Last month, I became the second in my family to graduate from university – the first being my sister. We wouldn’t have been able to achieve that without a Labour government which rebuilt our schools, which gave us EMA and which worked hard to get 50% of young people to university, making Higher Education for the many not the few.
If the public had elected a Labour government last year, fees would have been cut and grants would have been increased. The Tories have gone and done the opposite. Owen will scrap the broken tuition fee system that has been piling students and graduates like me with eye watering amounts of debt for far too long. He will guarantee an apprenticeship or a traineeship for anybody who wants one and he will replace the shocking £3.30 apprentice wage with a real Living Wage. He’ll build 300,000 new homes a year, and will reserve 50,000 of these for first time buyers under 30. His plan to allow young people to put aside part of their rent to pay a deposit on the place they were renting would open up the possibility of home ownership to me and thousands of people my age, and demonstrates exactly the kind of credible and radical Labour government which he will lead.

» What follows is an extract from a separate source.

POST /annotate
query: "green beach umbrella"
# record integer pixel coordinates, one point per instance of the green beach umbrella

But what Owen understands is that he can’t do all this as Leader of the Opposition, he can only it by marching Labour into Downing Street at the next election and putting these pledges in place as the next Labour Prime Minister.
Today, our country finds itself in a political crisis. The Brexit vote was devastating for young people. We need a Labour Prime Minister who’ll fight for the best Brexit deal, not someone like Jeremy Corbyn who was ready to trigger Article 50 and drag us out of the EU the morning after the result.
I was disappointed to see Jeremy Corbyn shrug his shoulders the week before the referendum on The Last Leg when he was asked what he thinks about Europe. I was disappointed that voters were telling me on the doorstep that they didn’t know where Jeremy Corbyn really stood on the issue. I was disappointed that we have a leader who Labour Leave and the Brexiteers felt confident in holding up as an example of a closet Leave voter. Leave’s margin of victory was painfully narrow. An ounce more enthusiasm from Jeremy could have easily made all the difference.
My generation now finds itself fighting to save our future jobs and opportunities, to save ERASMUS and university funding. We didn’t vote for Brexit but we’ll have to deal with the consequences. The reality is that we went into the referendum not knowing what Brexit actually looks like. That’s why Owen is right that we should have another vote on the exact terms of Brexit.
Owen Smith will be a leader who is on the side of young people; who will really listen to young people, and who will deliver for young people. He offers far more than nice platitudes; he offers concrete plans. And importantly, he wants to win. Young people need a Labour government. We need a leader who wants to win and wants to deliver for us. Owen will be that leader, and that’s why I’m voting for him.
Jamie Ali is Community Officer at Leeds University Union and former chair of Leeds Labour Students. He writes in a personal capacity.